When price of watch was increased by 25% the quntity sold was decresed by 20%.what was the net effect
Answers
Answer:
mark as brilliant answer
follow also
Explanation:
In economics, which I’ve taught many times before on the college-level, this is something called the Total Revenue (TR) Test. So when you’re talking about price elasticity and the effect on revenues, this is the kind of problem you’ll encounter.
TR = total revenue = price x quantity
TR = (100% - 25%) P x (100% + 20%)Q
TR = 75%P x 120% Q = 0.75 x 1.2 = 0.9 = 90%
So a 25% decrease in price and a corresponding 20% increase in sales would lead to a your new revenue being 90% of what it previously was. Translation, a 10% drop or loss in revenue!
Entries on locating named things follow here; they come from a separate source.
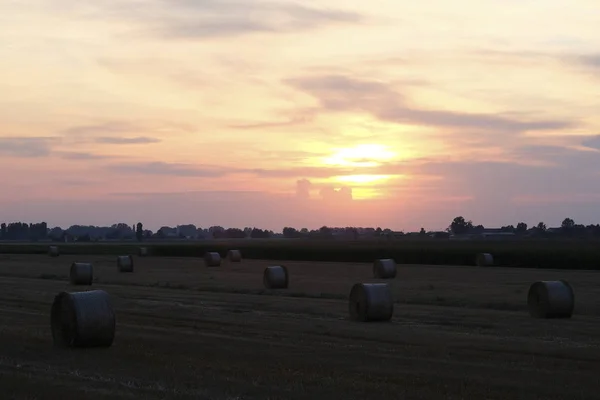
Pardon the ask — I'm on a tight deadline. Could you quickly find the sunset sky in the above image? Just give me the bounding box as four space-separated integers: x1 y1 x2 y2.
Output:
0 0 600 231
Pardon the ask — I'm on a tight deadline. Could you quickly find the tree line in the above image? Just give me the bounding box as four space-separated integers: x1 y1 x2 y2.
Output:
0 216 600 242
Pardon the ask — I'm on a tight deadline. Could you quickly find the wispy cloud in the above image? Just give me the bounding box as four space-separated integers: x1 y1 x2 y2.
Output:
148 0 363 39
0 137 60 158
285 75 575 133
57 151 115 160
96 136 161 144
61 121 132 137
581 135 600 150
80 0 365 39
107 162 232 178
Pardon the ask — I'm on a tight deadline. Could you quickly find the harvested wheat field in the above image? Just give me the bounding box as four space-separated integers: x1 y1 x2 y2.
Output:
0 255 600 400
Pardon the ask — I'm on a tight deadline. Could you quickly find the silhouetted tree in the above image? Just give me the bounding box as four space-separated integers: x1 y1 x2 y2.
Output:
448 217 473 235
560 218 575 232
135 222 144 242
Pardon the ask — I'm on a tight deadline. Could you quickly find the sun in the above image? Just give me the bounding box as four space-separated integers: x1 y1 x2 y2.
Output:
323 144 396 167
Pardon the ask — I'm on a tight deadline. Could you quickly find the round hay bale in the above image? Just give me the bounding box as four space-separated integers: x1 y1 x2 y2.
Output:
117 255 133 272
475 253 494 267
227 250 242 262
348 283 394 322
204 251 221 267
263 265 290 289
48 246 60 257
527 280 575 318
373 258 396 279
69 262 94 285
50 290 116 347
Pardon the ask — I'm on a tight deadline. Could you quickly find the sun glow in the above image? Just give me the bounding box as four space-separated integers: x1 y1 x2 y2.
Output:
335 175 393 183
323 144 396 167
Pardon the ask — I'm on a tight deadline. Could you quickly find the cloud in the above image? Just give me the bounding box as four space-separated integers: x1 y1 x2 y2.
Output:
107 162 389 179
284 75 574 133
581 135 600 150
154 0 362 39
578 54 600 68
0 136 60 158
319 186 352 202
61 121 132 136
57 151 115 160
86 0 365 39
296 179 312 200
96 136 161 144
107 162 232 178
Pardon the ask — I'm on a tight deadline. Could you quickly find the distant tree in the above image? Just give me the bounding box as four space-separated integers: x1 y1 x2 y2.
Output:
135 222 144 242
319 226 333 237
516 222 527 234
560 218 575 232
448 217 473 235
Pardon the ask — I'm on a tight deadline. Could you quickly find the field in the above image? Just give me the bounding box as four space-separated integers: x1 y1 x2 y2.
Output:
0 253 600 400
0 238 600 270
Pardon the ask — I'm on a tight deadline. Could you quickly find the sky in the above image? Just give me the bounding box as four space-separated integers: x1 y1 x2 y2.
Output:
0 0 600 231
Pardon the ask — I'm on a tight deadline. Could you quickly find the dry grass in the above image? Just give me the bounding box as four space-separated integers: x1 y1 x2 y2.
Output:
0 255 600 400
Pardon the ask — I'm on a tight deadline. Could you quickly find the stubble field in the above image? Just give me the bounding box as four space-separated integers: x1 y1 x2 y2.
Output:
0 254 600 400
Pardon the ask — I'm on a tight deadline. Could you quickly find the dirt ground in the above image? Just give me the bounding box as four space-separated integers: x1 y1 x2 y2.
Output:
0 255 600 400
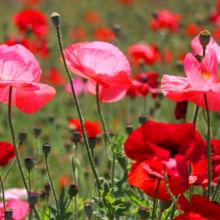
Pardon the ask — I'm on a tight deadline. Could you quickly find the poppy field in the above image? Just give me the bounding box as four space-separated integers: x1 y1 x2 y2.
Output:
0 0 220 220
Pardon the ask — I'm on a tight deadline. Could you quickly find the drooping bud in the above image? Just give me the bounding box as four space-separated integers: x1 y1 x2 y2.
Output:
83 202 93 219
50 12 60 27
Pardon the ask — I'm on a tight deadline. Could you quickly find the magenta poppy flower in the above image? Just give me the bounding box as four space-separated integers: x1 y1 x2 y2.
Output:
191 35 220 63
161 49 220 111
0 44 56 114
64 41 131 102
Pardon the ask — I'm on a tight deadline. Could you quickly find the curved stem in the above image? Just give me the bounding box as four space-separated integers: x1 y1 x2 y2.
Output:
45 155 61 220
96 83 111 144
204 94 212 198
163 165 181 214
152 179 161 220
56 27 102 190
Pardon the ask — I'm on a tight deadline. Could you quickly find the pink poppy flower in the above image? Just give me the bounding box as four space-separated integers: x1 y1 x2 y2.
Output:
161 49 220 111
0 44 56 114
65 78 84 96
64 41 131 102
0 199 29 220
191 35 220 64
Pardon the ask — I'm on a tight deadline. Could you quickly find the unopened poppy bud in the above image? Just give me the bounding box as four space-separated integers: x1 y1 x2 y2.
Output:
139 115 147 125
159 199 173 211
83 202 93 219
138 206 150 219
27 192 39 208
125 124 134 135
88 137 96 150
68 184 79 197
44 183 51 193
42 143 51 156
24 157 34 172
73 131 80 142
4 208 13 220
199 30 211 48
50 12 60 27
33 125 42 138
18 130 27 143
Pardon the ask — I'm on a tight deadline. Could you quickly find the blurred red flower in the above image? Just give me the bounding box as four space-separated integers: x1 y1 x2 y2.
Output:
0 141 16 166
124 121 206 188
12 9 48 36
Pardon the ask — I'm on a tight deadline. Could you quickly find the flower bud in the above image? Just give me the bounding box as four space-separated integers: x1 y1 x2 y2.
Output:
159 199 173 211
44 183 51 193
27 192 39 208
68 184 79 197
199 30 211 48
83 202 93 219
18 130 27 143
4 208 13 220
24 157 34 172
42 143 51 156
50 12 60 27
88 137 96 150
139 115 147 125
125 124 134 135
138 206 150 219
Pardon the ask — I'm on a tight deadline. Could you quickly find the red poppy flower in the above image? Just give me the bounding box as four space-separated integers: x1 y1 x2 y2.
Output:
94 27 116 42
128 44 158 66
150 10 181 33
128 159 196 200
177 194 220 220
84 11 101 25
0 141 16 166
12 9 48 36
124 121 205 188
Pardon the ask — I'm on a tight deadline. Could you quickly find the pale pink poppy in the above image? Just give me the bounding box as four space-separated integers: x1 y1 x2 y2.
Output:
0 44 56 114
0 199 29 220
191 35 220 64
65 78 84 96
64 41 131 102
161 49 220 111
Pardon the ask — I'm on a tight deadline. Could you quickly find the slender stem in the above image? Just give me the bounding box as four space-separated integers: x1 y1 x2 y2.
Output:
96 83 111 144
0 174 5 210
56 27 102 190
45 155 61 220
212 177 220 201
204 94 212 198
152 179 161 220
163 165 181 214
8 86 41 219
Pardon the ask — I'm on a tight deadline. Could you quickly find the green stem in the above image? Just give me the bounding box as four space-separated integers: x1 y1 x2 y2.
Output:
212 177 220 201
8 86 41 219
56 24 102 190
0 174 5 210
96 83 111 144
163 165 181 214
45 155 61 220
152 179 161 220
204 94 212 198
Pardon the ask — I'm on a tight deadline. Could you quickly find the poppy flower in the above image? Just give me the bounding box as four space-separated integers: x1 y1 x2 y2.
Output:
0 44 56 114
177 194 220 220
94 27 116 42
0 199 29 220
124 121 205 188
0 141 16 166
65 78 84 96
12 9 49 36
64 41 131 102
128 44 158 66
128 159 196 200
161 49 220 111
150 10 181 33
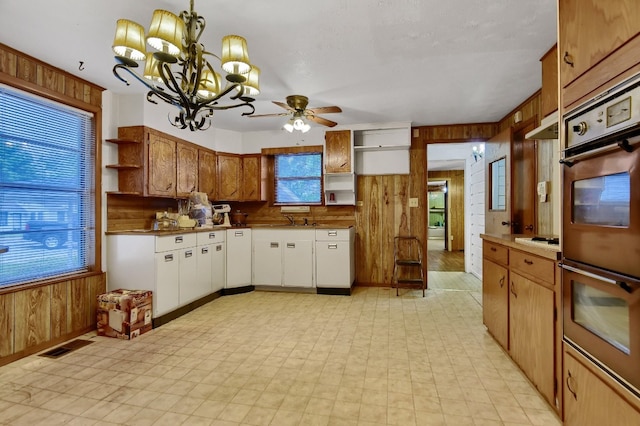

We can illustrate this with a numerical example. Let’s say our original price was $10 and we sold 20 at this price. TR = $10 x 20 = $200. Now we cut our price by 25%, which would lower it down to $10 x 0.75 = $7.50. And our new sales would increase by 20%, which means sales goes up by 20 x 20% = 4.
Our new TR with a $7.50 price and 24 being sold =$ 7.50 x 24 = $180. So revenue fell by $20. Percentage-wise, this would be $20 divided by our original $200 revenue = 10%. So we end up making less money here because the increase in sales is not enough to offset the bigger drop in price.